I did so , it does not show any connection in the process list to the IP or DNS of the ansible request

Try to remove ignore_unreachable and ignore_errors and run your initial playbook. If it fails, please, provide the output with -vvv command.

Tried that, no output different than the one provided. Just hangs. and vvv does not report anything in each case except for

2020-10-01 14:47:26,626 p=58280 u=root n=ansible | EXEC /bin/sh -c '/usr/bin/python /var/root/.ansible/tmp/ansible-tmp-1601578046.5334249-110659444801429/AnsiballZ_mysql_query.py && sleep 0'

a debug=True and -vvvv shows always the following

2020-10-01 14:47:26,627 p=58280 u=root n=ansible | 58280 1601578046.62702: opening command with Popen() 2020-10-01 14:47:26,631 p=58280 u=root n=ansible | 58280 1601578046.63149: done running command with Popen() 2020-10-01 14:47:26,632 p=58280 u=root n=ansible | 58280 1601578046.63273: getting output with communicate()

after that nothing.

Jorge-Rodriguez commented 4 years ago

Could it be OOM on the invoked subprocess? If that's the case the call to communicate would forever wait for a response that won't arrive. It's not the only possible cause, but it's one that won't show on the ansible logs.

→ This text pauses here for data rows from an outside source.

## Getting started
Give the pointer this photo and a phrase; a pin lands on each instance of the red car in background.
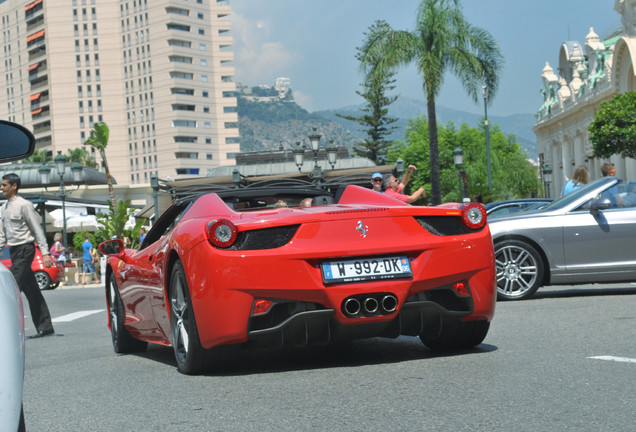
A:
(257, 266)
(47, 277)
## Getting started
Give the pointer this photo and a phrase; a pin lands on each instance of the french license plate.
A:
(365, 269)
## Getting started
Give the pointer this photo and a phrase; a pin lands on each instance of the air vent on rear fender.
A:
(444, 225)
(266, 238)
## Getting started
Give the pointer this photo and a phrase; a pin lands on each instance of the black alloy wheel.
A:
(190, 355)
(123, 342)
(43, 279)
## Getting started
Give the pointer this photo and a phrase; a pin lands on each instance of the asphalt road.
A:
(563, 361)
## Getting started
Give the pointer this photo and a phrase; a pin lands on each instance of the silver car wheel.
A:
(519, 270)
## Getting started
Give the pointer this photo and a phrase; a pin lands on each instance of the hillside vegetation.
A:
(265, 125)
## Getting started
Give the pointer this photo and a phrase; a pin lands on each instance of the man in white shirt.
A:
(20, 229)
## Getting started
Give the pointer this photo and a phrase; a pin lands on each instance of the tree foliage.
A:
(513, 175)
(81, 156)
(38, 156)
(613, 130)
(99, 141)
(114, 223)
(375, 114)
(442, 41)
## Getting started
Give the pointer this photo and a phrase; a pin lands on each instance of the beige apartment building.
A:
(157, 72)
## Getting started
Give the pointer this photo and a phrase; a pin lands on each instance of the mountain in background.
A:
(406, 108)
(270, 124)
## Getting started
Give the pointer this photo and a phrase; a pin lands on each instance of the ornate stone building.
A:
(587, 75)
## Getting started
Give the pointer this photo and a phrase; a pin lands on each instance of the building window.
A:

Jorge-Rodriguez commented 4 years ago

@anthonyxpalermo Another question to help pinpointing this issue. Can you confirm that you're actually using this collection and not the Ansible bundled module? In your sample code the task module appears as mysql_query rather than community.mysql.mysql_query. Thanks.

Andersson007 commented 4 years ago

@anthonyxpalermo thanks for fast reply! In addition to @Jorge-Rodriguez 's question, could you also please: 1) provide rows of ps aux related to ansible processes on the target machine when a task hanging 2) do grep -i "fatal\|error\|warning\|panic\|something else" ... of mysql and system logs after hanging (or share the logs if it's ok for you, i could parse them myself)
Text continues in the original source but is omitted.